- Your experience is not typical
- I’m a very impatient person. 10 seconds is too long. It is technically possible to make photoshop load in under 1 second if it were architected differently and the user’s computer has a multicore cpu and a high performance SSD.
My experience isn’t typical because:
- I use OS X
- I know how to use my machine.
Most users are still stuck in the '90s, where quitting, relaunching, and rebooting were the norm.
Not me.
Does OS X have reboot-free updates? That’s been technically possible with Linux for decades now. Don’t get too smug - from what I’ve seen, software ported to Mac tends to be slower because less money is spent optimizing it.
Not for OS updates, but- so what?
Spending 30 seconds to reboot my machine every 6 months is no big deal.
It’s waiting for images to load from an SD card, or files to download from the Internet that is the real time waster, and neither of those is CPU-bound.

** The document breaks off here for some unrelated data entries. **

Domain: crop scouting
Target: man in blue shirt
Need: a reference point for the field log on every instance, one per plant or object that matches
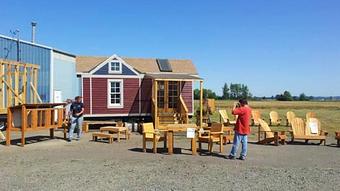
(76, 113)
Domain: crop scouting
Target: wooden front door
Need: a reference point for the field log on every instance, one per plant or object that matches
(167, 96)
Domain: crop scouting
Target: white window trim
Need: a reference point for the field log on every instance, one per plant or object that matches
(113, 71)
(109, 105)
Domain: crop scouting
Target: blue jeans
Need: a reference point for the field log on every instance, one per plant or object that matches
(237, 139)
(76, 122)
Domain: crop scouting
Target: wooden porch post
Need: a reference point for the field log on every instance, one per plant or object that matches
(201, 104)
(156, 104)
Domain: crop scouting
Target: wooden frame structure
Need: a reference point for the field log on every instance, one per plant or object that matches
(18, 84)
(34, 117)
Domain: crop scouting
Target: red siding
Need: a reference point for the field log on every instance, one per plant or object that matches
(86, 95)
(187, 94)
(100, 95)
(131, 96)
(146, 91)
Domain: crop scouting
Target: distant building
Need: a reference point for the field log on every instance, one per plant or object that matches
(57, 68)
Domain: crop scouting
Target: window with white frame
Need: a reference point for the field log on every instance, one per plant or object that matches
(115, 93)
(115, 66)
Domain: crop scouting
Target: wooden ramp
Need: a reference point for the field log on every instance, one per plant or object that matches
(18, 84)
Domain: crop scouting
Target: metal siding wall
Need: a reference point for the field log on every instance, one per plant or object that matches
(30, 54)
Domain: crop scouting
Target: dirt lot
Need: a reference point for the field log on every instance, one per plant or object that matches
(86, 165)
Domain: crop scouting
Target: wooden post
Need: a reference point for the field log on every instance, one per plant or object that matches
(24, 87)
(23, 124)
(35, 83)
(16, 84)
(156, 103)
(32, 79)
(170, 140)
(193, 146)
(2, 95)
(201, 104)
(8, 90)
(9, 126)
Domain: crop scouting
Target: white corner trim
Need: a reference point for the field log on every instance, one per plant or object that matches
(51, 76)
(109, 105)
(111, 76)
(114, 56)
(90, 95)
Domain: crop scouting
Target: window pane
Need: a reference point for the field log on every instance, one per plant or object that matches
(115, 66)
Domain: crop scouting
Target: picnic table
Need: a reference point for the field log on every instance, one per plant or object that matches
(171, 129)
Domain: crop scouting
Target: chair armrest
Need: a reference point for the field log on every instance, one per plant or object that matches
(322, 132)
(203, 132)
(216, 133)
(155, 133)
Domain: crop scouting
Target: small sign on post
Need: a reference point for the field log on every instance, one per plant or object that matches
(191, 133)
(314, 127)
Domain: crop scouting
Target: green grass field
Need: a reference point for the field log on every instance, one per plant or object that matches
(327, 112)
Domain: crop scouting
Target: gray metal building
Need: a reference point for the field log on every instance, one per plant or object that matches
(57, 75)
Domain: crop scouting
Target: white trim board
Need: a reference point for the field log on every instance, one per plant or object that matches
(110, 76)
(109, 104)
(118, 115)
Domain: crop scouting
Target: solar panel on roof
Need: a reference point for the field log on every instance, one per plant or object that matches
(164, 65)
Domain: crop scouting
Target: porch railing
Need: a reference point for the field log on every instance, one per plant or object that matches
(183, 111)
(154, 112)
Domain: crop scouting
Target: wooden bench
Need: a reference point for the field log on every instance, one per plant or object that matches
(96, 136)
(116, 130)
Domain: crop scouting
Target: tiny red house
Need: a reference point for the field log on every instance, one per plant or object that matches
(125, 87)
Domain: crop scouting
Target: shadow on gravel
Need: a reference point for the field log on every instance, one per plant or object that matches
(333, 145)
(31, 140)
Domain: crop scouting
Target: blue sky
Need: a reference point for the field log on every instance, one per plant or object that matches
(271, 46)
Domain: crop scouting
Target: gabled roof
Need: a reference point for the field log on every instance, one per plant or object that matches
(143, 65)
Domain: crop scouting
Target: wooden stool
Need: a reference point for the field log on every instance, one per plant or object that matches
(96, 136)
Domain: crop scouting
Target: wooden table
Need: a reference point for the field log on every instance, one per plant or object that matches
(170, 129)
(117, 130)
(86, 124)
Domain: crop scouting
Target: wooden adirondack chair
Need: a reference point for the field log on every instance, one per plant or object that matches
(310, 115)
(337, 138)
(274, 118)
(256, 115)
(269, 135)
(224, 118)
(302, 131)
(214, 135)
(290, 116)
(152, 135)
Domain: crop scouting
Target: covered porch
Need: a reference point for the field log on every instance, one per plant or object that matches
(171, 101)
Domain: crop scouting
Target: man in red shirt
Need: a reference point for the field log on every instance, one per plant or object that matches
(242, 129)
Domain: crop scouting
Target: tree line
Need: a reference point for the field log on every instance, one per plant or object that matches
(236, 91)
(232, 91)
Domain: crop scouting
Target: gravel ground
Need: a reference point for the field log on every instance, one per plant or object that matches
(86, 165)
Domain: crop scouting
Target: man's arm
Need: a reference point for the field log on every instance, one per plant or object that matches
(81, 112)
(237, 111)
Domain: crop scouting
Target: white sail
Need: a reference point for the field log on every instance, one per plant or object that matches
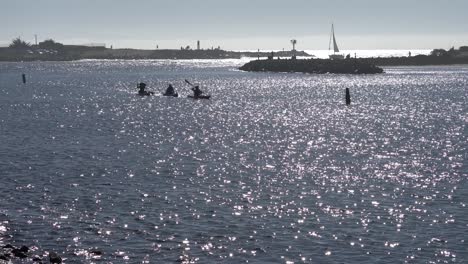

Do you mean OS reboot times or program load times? Yes doing updates without rebooting is very possible - my old Sun workstation had to be rebooted twice a decade or so.
I’d suspect initial program load times are a function of the initial working set of the program and how much initialization it does as well as the OS.
When the program is running the processor has an instruction cache which keeps the code which is currently running (and it is usually a small set) in the processor itself. If you start on a totally new section then the iCache gets effectively flushed and it takes longer. For games I’d bet it is loading new stuff from disk which really takes forever.
Actually, the application is the main bottleneck. I’ve worked on some which are easy to parallelize, relatively independent, but hit the wall because one of the sub-jobs might take significantly longer than the others, which limits the entire run to the speed of that piece. You can go much faster not by improving your parallelization techniques but by screening out problem subjobs.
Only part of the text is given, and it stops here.